Kate: I mean, I think that this approach has made him really isolated from the ground truth of what is going on in his companies. You know, we saw this a lot at Twitter where even people who were in his inner orbit were very worried about bringing certain things up to him and coaching other people at Twitter about how to interact with him. This is how you should talk to him. This is when you should talk to him. Say this. Say it this way. Don't say that. And so I think it really ends up kind of isolating him from what's actually going on. And I think he knows that to a certain extent because he often talks to people about wanting them to tell him the hard truths and wanting them to inform him about what's broken. But when he has actually been told those things, and we've seen this time and time again, he lashes out and fires people.
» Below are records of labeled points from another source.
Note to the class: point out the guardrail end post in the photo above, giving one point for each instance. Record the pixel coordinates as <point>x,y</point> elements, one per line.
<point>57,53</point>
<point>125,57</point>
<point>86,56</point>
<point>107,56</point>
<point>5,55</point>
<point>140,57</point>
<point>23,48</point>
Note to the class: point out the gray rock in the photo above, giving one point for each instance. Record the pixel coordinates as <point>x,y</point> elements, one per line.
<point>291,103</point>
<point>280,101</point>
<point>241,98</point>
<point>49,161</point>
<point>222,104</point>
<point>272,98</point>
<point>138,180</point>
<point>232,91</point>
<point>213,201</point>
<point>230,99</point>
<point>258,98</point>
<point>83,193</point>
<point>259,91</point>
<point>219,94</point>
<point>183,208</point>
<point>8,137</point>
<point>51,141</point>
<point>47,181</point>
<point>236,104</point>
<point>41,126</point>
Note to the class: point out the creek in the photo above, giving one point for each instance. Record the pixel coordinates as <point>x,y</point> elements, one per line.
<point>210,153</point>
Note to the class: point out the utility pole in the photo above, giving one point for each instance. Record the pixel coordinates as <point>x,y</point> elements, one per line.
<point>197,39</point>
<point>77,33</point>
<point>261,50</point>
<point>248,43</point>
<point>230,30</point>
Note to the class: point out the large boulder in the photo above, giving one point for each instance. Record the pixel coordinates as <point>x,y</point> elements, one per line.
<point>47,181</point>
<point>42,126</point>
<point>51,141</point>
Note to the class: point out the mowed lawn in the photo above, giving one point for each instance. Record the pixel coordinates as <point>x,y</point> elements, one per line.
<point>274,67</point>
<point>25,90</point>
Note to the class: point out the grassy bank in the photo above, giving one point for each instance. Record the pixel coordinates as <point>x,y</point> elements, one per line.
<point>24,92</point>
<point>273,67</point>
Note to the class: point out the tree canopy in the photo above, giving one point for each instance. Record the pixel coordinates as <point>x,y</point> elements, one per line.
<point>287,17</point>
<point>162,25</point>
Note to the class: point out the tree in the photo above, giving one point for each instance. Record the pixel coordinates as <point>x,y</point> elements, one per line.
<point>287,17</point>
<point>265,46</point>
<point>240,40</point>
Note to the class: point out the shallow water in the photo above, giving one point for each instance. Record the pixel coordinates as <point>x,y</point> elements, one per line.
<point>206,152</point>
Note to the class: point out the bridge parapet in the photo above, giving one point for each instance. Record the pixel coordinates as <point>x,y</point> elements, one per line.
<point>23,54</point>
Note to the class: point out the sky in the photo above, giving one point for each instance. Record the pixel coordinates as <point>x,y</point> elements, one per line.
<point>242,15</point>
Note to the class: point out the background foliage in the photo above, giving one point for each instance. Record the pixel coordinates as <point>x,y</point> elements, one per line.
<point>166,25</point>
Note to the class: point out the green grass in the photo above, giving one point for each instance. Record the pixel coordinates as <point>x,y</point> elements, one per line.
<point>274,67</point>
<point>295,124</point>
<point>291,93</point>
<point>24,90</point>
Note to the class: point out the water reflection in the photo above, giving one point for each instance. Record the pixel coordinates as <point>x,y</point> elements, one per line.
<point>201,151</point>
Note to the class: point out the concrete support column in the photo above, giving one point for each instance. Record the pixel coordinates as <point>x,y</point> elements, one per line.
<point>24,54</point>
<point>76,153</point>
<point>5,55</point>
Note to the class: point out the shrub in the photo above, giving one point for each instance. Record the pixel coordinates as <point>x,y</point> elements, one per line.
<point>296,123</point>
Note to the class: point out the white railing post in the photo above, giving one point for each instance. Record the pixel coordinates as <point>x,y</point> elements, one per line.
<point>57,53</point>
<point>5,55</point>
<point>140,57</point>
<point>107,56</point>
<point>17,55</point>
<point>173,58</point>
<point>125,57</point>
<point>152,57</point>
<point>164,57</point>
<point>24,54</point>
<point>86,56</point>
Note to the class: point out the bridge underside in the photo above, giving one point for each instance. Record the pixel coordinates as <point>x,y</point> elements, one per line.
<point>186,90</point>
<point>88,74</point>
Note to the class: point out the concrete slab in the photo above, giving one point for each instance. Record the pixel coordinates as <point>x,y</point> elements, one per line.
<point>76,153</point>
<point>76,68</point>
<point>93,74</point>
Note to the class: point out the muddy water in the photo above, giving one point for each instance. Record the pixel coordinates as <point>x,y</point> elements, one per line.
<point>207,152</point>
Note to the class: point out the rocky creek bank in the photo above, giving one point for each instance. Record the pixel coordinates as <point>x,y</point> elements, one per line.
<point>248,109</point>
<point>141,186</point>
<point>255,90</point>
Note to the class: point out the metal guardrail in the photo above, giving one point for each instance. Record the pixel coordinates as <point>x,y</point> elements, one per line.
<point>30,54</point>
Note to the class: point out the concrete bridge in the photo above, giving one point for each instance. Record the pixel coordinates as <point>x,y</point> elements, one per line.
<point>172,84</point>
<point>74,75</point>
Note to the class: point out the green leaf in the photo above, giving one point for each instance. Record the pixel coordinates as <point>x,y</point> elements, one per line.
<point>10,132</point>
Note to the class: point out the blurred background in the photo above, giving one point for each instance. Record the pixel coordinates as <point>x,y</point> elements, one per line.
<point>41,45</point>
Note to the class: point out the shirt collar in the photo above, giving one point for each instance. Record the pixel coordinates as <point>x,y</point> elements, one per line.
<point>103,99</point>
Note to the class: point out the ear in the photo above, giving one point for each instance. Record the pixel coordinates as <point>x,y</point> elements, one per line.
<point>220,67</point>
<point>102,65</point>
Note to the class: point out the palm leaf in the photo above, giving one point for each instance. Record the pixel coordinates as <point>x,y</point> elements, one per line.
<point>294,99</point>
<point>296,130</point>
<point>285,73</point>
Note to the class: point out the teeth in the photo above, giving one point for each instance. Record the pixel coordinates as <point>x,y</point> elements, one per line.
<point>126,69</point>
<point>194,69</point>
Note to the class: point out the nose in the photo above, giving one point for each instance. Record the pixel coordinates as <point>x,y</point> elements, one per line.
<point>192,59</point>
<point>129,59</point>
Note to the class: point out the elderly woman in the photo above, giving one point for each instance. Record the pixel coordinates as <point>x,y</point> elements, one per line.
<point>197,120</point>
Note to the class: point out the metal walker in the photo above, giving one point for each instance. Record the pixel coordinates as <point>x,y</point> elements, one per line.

So I think he understands that he's a little bit disconnected from reality, but also when reality is able to come and confront him, he can't handle it.
Julian: That’s part and parcel of… and I wonder to what extent actually you see this as a change: It seems to a lot of people that Musk has sort of evolved over the past few years from a kind of libertarian-inflected, but not obviously crazily right-wing guy to someone who is just increasingly steeped in conspiracy theories.
One of the very first anecdotes in the book involves him furiously lashing out at a data scientist who said, hey, I saw you retweeting this conspiracy theory about the guy who attacked Paul Pelosi being secretly his gay lover, and this is just an insane thing that you'd have to be one of the most gullible people to buy this, let alone amplify it to millions of people. To what extent is it your perception that this represents some kind of real shift in his character, and how is that manifesting and causing problems?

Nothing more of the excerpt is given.